Background information
- Origin: Worcester, MA, US
- Genres: rock, blues rock, soul music
- Years active: 2012–present
- Members: Jeremy Moses Curtis Duncan Arsenault Pete Aleksi Brooks Milgate Craig Rawding
- Website: www.thecurtismayflower.com

= The Curtis Mayflower =

American rock band

The Curtis Mayflower is an American rock band formed in Worcester, Massachusetts in 2013. The group consists of lead singer Craig Rawding, guitarist Pete Aleksi, bassist Jeremy Moses Curtis, keyboard player Brooks Milgate, and drummer Duncan Arsenault.

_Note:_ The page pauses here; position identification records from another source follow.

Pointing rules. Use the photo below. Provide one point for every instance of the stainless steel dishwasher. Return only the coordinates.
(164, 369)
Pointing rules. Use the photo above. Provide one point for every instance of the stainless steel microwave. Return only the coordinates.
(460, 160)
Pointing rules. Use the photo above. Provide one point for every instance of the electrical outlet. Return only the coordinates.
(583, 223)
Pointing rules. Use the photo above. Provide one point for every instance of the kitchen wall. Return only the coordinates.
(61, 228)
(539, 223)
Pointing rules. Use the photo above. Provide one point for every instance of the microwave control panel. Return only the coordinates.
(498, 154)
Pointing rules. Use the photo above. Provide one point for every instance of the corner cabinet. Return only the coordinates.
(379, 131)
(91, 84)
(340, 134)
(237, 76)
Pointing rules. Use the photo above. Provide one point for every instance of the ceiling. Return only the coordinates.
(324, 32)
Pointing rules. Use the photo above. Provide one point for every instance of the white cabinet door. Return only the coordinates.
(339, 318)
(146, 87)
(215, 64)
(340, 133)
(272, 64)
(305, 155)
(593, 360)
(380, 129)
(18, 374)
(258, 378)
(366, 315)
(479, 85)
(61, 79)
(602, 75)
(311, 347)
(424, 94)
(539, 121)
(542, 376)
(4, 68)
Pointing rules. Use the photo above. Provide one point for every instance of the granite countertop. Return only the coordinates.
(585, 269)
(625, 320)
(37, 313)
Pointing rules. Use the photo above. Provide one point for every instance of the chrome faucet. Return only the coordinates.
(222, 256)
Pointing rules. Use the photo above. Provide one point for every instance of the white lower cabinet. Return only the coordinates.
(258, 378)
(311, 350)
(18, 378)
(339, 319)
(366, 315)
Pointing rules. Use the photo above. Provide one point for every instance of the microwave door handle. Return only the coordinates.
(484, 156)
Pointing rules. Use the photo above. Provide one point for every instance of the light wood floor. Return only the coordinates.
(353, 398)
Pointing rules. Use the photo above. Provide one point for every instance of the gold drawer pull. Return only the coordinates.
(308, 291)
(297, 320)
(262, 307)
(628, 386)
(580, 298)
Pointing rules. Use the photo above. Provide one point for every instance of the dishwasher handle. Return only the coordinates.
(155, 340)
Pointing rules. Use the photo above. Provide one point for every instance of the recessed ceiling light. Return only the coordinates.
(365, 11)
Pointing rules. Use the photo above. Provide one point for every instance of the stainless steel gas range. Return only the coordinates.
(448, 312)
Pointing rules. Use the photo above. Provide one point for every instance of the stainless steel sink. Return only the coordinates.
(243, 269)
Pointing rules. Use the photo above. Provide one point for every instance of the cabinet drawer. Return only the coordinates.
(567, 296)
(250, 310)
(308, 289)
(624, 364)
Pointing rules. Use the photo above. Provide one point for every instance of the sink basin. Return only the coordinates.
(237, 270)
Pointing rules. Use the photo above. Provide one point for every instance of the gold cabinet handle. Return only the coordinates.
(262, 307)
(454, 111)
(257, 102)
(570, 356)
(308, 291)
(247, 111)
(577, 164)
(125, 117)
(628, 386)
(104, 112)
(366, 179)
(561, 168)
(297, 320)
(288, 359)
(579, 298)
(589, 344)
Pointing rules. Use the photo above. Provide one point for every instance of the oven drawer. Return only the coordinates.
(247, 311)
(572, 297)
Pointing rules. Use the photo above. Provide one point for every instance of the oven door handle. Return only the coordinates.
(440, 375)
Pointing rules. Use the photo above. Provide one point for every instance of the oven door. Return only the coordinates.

The group's debut album "Everything Beautiful Is Under Attack" was released on January 28, 2014. In March 2017 the band released their sophomore album "Death Hoax" to positive reviews.

== History ==

Before starting The Curtis Mayflower, Brooks Milgate, Duncan Arsenault and Jeremy Moses Curtis played together in The Howl with The Fabulous Thunderbirds guitarist Troy Gonyea. While playing The Howl, Curtis and Gonyea began touring with Booker T. Jones. Curtis also toured internationally as the bassist for Howie Day and has also performed with Levon Helm and Ringo Starr. Duncan Arsenault played drums with Jim Carroll for a series of performances as The Catholic Boys. He has also performed with singer Mark Burgess from The Chameleons UK and is the drummer for The Curtain Society. Craig Rawding also sings in the duo The Marshall Pass with Duncan Arsenault.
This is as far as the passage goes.